Réfutant ses allégations, le ministère de l’Intérieur de Singapour a déclaré que ses affirmations étaient fausses et l’a accusé de « manque de respect pour les juges de Singapour et notre système de justice pénale ».
Il a déclaré que la peine de mort était « un élément essentiel » d’une approche à plusieurs volets qui a été « efficace pour assurer la sécurité de Singapour ».
Kirsten Han, porte-parole du groupe singapourien de défense contre la peine de mort, le Transformative Justice Collective (TJC), a déclaré que le gouvernement ne voulait pas donner l’impression de céder sous la pression.
Mais, a-t-elle ajouté, « de toutes les choses pour lesquelles Singapour joue au-dessus de son poids sur la scène internationale et à l’ONU, défendre son droit d’assassiner des gens au nom de ses citoyens n’est pas quelque chose dont nous devrions être fiers d’être exceptionnels sur la scène internationale ».
Les règles strictes de Singapour contrastent avec les récentes initiatives de certains de ses voisins. La Thaïlande a légalisé le commerce du cannabis tandis que la Malaisie a mis fin à la peine de mort obligatoire pour les crimes graves.

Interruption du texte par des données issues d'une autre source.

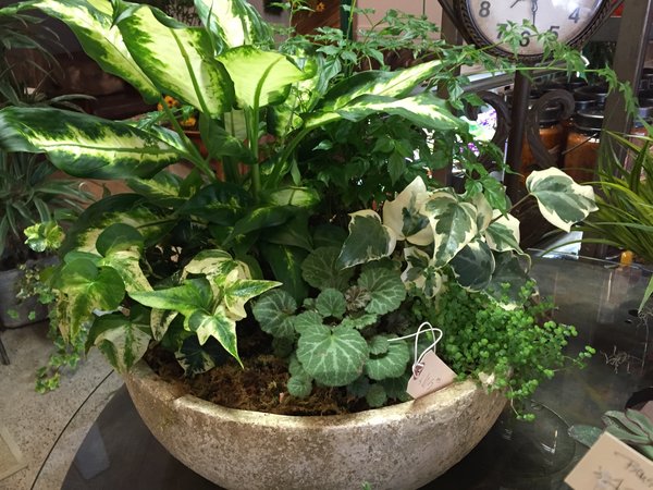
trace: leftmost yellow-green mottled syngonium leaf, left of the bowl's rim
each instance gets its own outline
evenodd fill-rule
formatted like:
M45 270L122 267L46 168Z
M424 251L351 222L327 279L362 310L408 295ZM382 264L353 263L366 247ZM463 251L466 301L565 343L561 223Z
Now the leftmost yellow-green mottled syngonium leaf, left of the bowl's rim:
M53 286L66 296L65 310L59 311L59 329L64 339L74 339L96 309L116 309L125 295L120 274L111 267L98 268L93 260L77 258L57 272Z

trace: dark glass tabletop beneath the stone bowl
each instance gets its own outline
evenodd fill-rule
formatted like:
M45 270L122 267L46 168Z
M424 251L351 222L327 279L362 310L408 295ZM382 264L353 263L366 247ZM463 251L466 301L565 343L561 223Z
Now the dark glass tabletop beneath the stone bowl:
M423 487L433 490L549 490L586 449L567 436L574 424L601 425L608 409L624 409L631 395L653 385L649 327L637 307L651 273L603 261L541 259L533 262L541 294L554 319L575 324L569 348L592 345L580 369L563 370L530 402L537 418L518 421L509 405L488 436L459 464ZM126 390L109 402L82 443L63 489L215 489L172 457L150 434ZM246 490L246 489L244 489Z

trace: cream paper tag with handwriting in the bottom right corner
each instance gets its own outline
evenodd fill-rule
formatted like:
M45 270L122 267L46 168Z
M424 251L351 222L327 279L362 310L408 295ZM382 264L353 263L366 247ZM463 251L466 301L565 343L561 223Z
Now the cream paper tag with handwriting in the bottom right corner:
M653 462L603 432L565 478L574 490L653 489Z

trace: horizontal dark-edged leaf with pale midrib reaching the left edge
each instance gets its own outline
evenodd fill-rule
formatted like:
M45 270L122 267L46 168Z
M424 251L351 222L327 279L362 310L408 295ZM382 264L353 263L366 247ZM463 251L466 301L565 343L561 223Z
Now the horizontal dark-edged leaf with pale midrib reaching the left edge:
M149 177L183 158L124 122L52 108L0 110L0 147L45 152L65 173L91 179Z

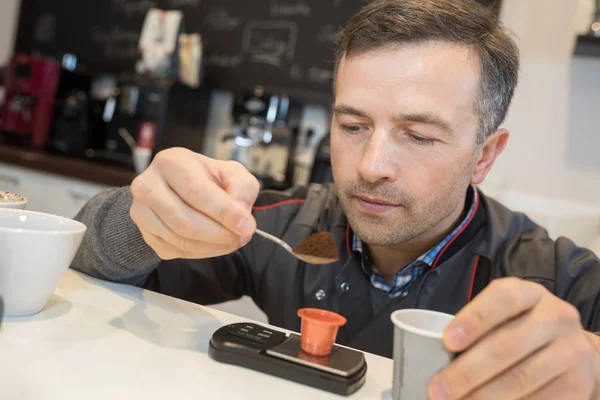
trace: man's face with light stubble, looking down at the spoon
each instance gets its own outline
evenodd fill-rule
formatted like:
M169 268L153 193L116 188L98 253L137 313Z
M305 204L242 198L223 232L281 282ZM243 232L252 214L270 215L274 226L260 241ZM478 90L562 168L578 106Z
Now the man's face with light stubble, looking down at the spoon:
M363 241L405 243L462 211L475 164L478 79L475 53L443 42L342 60L331 162Z

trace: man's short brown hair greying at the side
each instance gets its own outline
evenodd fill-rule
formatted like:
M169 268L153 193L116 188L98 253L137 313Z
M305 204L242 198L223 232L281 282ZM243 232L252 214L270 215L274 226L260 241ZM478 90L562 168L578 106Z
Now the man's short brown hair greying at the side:
M404 44L448 41L470 47L480 59L477 144L506 118L519 75L519 49L494 10L474 0L375 0L342 29L336 75L341 60L371 50Z

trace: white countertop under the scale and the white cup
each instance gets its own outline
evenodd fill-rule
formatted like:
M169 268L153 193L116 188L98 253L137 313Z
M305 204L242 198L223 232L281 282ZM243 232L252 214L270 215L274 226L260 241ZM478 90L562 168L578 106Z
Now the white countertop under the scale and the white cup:
M242 318L69 270L45 309L0 329L0 398L341 399L221 364L207 354L220 326ZM391 398L392 361L366 354L350 398Z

S’adressant aux journalistes dimanche, les membres de la famille de Tangaraju ont déclaré qu’ils avaient pu le rencontrer derrière une cloison vitrée à la prison de Changi après la publication de son avis d’exécution la semaine dernière.

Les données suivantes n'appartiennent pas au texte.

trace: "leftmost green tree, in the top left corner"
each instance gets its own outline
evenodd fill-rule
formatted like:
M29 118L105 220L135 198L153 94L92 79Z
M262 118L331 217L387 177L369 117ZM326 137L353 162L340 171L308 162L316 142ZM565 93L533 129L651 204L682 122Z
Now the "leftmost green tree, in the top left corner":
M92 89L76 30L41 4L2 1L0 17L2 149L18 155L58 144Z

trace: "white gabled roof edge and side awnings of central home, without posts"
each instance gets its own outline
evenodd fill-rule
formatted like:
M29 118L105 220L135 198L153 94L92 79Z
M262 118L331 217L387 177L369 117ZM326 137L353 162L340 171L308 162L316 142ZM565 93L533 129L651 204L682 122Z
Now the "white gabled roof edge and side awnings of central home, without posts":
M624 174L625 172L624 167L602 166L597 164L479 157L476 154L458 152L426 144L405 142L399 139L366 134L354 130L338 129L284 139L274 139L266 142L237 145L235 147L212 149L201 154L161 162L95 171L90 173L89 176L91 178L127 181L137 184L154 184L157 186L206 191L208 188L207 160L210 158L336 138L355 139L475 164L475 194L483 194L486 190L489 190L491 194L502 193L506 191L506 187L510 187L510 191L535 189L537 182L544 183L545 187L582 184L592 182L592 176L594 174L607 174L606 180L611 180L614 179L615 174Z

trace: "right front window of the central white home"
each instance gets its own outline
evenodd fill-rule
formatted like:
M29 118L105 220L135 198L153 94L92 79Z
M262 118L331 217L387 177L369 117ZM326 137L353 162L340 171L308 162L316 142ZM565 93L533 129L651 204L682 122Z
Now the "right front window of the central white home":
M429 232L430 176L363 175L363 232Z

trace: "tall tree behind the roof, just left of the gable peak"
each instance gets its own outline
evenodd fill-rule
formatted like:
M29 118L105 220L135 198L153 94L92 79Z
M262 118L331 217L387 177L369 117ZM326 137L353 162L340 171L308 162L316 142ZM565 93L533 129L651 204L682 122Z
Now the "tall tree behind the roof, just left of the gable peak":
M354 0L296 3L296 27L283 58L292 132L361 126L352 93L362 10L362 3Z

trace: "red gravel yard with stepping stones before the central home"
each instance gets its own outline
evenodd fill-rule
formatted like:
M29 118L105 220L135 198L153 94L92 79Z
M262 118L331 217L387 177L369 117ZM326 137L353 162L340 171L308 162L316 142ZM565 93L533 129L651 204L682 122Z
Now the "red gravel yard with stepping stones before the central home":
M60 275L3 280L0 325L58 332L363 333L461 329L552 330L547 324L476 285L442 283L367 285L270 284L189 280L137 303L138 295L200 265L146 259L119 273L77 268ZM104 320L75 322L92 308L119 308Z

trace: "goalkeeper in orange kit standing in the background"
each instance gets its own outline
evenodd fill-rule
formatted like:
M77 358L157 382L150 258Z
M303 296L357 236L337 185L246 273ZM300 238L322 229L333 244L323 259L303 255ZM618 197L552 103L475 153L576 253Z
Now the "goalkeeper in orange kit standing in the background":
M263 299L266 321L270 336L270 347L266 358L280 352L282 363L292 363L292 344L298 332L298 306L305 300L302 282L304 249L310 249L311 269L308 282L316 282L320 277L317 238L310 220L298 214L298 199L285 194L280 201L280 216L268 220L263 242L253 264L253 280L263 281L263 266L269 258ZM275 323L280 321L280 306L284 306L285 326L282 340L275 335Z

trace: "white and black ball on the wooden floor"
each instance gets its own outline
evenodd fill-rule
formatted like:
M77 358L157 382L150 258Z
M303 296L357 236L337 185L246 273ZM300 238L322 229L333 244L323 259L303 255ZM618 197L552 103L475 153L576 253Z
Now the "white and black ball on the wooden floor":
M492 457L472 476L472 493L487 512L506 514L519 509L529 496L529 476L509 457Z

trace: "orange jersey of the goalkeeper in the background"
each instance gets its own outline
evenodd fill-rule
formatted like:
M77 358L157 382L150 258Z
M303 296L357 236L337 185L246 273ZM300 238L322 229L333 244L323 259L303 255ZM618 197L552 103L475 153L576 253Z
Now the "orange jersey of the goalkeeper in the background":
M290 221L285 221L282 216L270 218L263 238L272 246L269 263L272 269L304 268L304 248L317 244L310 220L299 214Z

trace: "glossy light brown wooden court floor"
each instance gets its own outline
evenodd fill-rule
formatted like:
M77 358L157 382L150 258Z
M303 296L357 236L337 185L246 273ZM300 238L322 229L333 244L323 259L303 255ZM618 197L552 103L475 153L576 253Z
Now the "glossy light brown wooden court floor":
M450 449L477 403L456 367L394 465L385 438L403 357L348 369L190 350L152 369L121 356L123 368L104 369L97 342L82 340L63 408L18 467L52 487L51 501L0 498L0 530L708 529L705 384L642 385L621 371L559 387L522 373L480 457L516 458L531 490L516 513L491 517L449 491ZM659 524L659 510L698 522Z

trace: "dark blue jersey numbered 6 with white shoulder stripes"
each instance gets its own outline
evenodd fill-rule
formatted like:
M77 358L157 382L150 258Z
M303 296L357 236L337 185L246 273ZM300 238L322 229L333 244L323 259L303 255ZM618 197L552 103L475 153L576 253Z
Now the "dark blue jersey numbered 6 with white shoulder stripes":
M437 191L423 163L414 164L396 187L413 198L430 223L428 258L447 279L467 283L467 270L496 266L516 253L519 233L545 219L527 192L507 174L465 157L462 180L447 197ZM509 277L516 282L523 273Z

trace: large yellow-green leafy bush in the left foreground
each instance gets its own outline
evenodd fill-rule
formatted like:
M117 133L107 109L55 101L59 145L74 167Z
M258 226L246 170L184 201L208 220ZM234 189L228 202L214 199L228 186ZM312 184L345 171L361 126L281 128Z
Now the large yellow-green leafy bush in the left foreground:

« Il fait preuve de courage pour ma mère parce qu’il ne veut pas qu’elle s’effondre », a déclaré sa nièce Subhashini Ilango. « Il s’est préparé mentalement pour ce jour à venir. Il sent qu’il y a une grande injustice et qu’il sera exécuté pour quelque chose qu’il n’a pas fait. »
Sa famille a déclaré qu’elle continuerait à faire pression pour des réformes du système juridique de Singapour même si Tangaraju finissait par être exécuté.
« Si une telle injustice arrive à mon frère, je ne voudrais pas qu’elle arrive à quelqu’un d’autre, alors je continuerai à me battre », a déclaré sa sœur Leela.